As it creates these zones, Beijing is embarking on a building spree, criss-crossing the African continent with new roads and railways—investing far more than the old colonial powers ever did. Moreover, China’s presence is changing the rules of economic development. The IMF and the World Bank used to drive the fear of God into government officials and elected leaders, but today they struggle to be listened to even by the poorest countries of Africa. The IMF spent years negotiating a transparency agreement with the Angolan government only to be told hours before the deal was due to be signed, in March 2004, that the authorities in Luanda were no longer interested in the money: they had secured a $2bn soft loan from China. This tale has been repeated across the continent—from Chad to Nigeria, Sudan to Algeria, Ethiopia and Uganda to Zimbabwe.

  • here, the Stumblng Tumblr posted about those foreign countries that were the largest holders of US Treasury securities as of February this year: China was the second largest holder; its holdings exceeded those of the following seventeen countries combined: the UK, Brazil, Ecuador, Venezuela, Indonesia, Bahrain, Iran, Iraq, Kuwait, Oman, Qatar, Saudi Arabia, the United Arab Emirates, Algeria, Gabon, Libya, and Nigeria
  • here, the Stumblng Tumblr posted about Cuban buses and quoted the following from an article about them (bold added):

The camello was born in response to fuel shortages in the early 1990s, when the Soviet Union collapsed and Cuba lost its annual $6 billion in subsidies. The economy has since recovered thanks to heavy borrowing from China and nearly 100,000 barrels of oil a day from Venezuela.

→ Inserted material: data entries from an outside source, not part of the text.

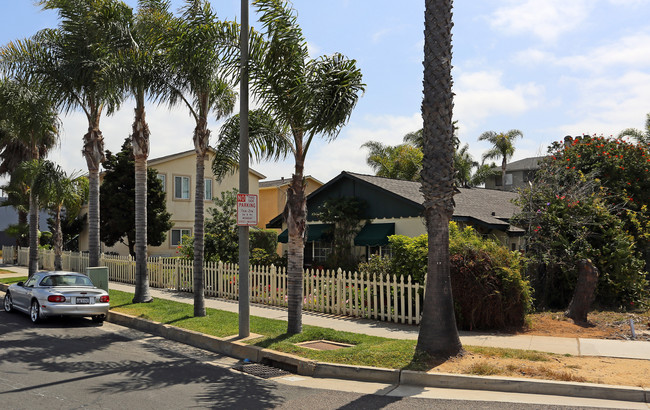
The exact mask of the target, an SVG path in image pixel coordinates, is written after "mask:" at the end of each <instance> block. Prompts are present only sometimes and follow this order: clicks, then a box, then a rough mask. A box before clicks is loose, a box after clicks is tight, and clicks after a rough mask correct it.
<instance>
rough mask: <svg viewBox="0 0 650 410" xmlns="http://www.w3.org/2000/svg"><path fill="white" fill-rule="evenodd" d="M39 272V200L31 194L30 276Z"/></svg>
mask: <svg viewBox="0 0 650 410" xmlns="http://www.w3.org/2000/svg"><path fill="white" fill-rule="evenodd" d="M37 270H38V198H37V197H36V195H35V194H34V193H33V192H32V190H30V192H29V270H28V272H29V276H30V277H31V276H32V275H33V274H34V273H36V271H37Z"/></svg>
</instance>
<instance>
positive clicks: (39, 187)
mask: <svg viewBox="0 0 650 410" xmlns="http://www.w3.org/2000/svg"><path fill="white" fill-rule="evenodd" d="M27 164H28V167H30V168H33V175H32V178H33V179H32V185H31V191H32V192H33V193H34V194H35V196H37V197H38V201H39V203H40V205H41V206H42V207H43V208H46V209H49V210H50V212H52V214H53V216H54V270H61V269H62V267H61V254H62V253H63V232H62V230H61V211H62V210H63V208H65V209H66V213H67V215H68V216H73V217H74V216H76V215H78V214H79V211H80V210H81V206H82V205H83V204H84V202H86V199H87V198H88V179H87V178H86V177H84V176H80V175H79V174H78V173H76V174H72V175H67V174H66V172H65V171H64V170H63V169H62V168H61V167H60V166H58V165H56V164H54V163H53V162H51V161H42V160H41V161H36V162H35V163H34V162H32V163H27Z"/></svg>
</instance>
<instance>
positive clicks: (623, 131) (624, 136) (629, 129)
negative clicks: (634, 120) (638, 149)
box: [618, 114, 650, 145]
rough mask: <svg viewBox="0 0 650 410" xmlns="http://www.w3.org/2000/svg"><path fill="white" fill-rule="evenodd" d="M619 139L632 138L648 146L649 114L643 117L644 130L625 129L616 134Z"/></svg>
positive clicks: (649, 118)
mask: <svg viewBox="0 0 650 410" xmlns="http://www.w3.org/2000/svg"><path fill="white" fill-rule="evenodd" d="M618 136H619V137H632V138H634V139H635V140H636V141H637V142H639V143H641V144H646V145H650V114H646V117H645V130H639V129H636V128H626V129H624V130H623V131H621V132H620V133H619V134H618Z"/></svg>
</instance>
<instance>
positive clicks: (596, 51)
mask: <svg viewBox="0 0 650 410" xmlns="http://www.w3.org/2000/svg"><path fill="white" fill-rule="evenodd" d="M557 63H558V64H560V65H563V66H567V67H571V68H576V69H581V70H582V69H587V70H590V71H596V72H598V71H603V70H605V69H607V68H611V67H612V66H622V67H634V68H636V69H639V68H642V67H650V34H647V33H639V34H636V35H632V36H626V37H622V38H620V39H618V40H617V41H615V42H612V43H610V44H606V45H603V46H600V47H596V48H594V49H593V50H591V51H589V52H587V53H585V54H583V55H576V56H570V57H564V58H561V59H558V60H557Z"/></svg>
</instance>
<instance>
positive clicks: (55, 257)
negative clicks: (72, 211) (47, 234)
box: [53, 206, 63, 271]
mask: <svg viewBox="0 0 650 410" xmlns="http://www.w3.org/2000/svg"><path fill="white" fill-rule="evenodd" d="M53 236H54V238H53V239H54V270H56V271H59V270H63V264H62V262H61V254H62V253H63V230H62V229H61V206H57V207H56V211H55V213H54V235H53Z"/></svg>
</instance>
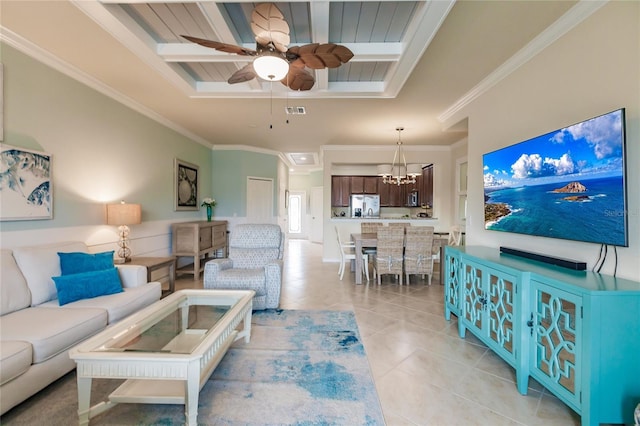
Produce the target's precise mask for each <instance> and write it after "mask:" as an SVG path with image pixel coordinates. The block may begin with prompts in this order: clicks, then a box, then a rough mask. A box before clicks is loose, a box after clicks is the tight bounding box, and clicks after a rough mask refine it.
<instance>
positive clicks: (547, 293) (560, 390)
mask: <svg viewBox="0 0 640 426" xmlns="http://www.w3.org/2000/svg"><path fill="white" fill-rule="evenodd" d="M530 288H531V302H532V303H531V305H530V306H531V308H532V309H533V312H532V313H531V315H530V316H529V321H528V322H527V326H529V327H530V328H531V330H530V331H529V334H530V335H531V338H532V343H531V345H530V351H531V352H530V358H529V360H530V365H529V369H530V374H531V376H533V377H534V378H535V379H536V380H538V381H539V382H540V384H542V385H543V386H545V387H547V388H549V389H553V390H554V391H555V393H556V395H557V396H558V397H559V398H560V399H562V400H563V401H564V402H565V403H566V404H568V405H569V406H571V407H572V408H573V409H574V410H577V411H578V412H580V411H581V407H580V389H581V387H582V386H581V383H580V379H581V374H580V373H581V368H582V366H581V357H582V353H581V350H580V349H581V348H582V342H581V338H582V317H581V312H582V297H580V296H579V295H576V294H573V293H569V292H566V291H563V290H559V289H557V288H554V287H551V286H549V285H547V284H545V283H543V282H540V281H537V280H534V279H532V280H531V284H530ZM525 331H526V330H525Z"/></svg>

  • finally, an event about which the Stumblng Tumblr hasn’t posted; you can read about it here; the (landlocked) Mugabe government has been attempting to import from overseas US$1.245M worth of ammunition, rockets and mortar bombs, the purpose of which importing it’s not difficult to imagine
  • any guesses as to the country from which they were exported or the flag of the ship that’s been trying to find an African port at which to offload them?
  • the Stumblng Tumblr’s seen nothing about the terms pursuant to which the Zimbabwe government was to receive the materiel, but he’s willing to bet his gold chopsticks that they weren’t ordinary commercial ones
  • now the Stumblng Tumblr’s no foreign affairs expert, but what do all of these things suggest to you about China’s increasing influence in the world?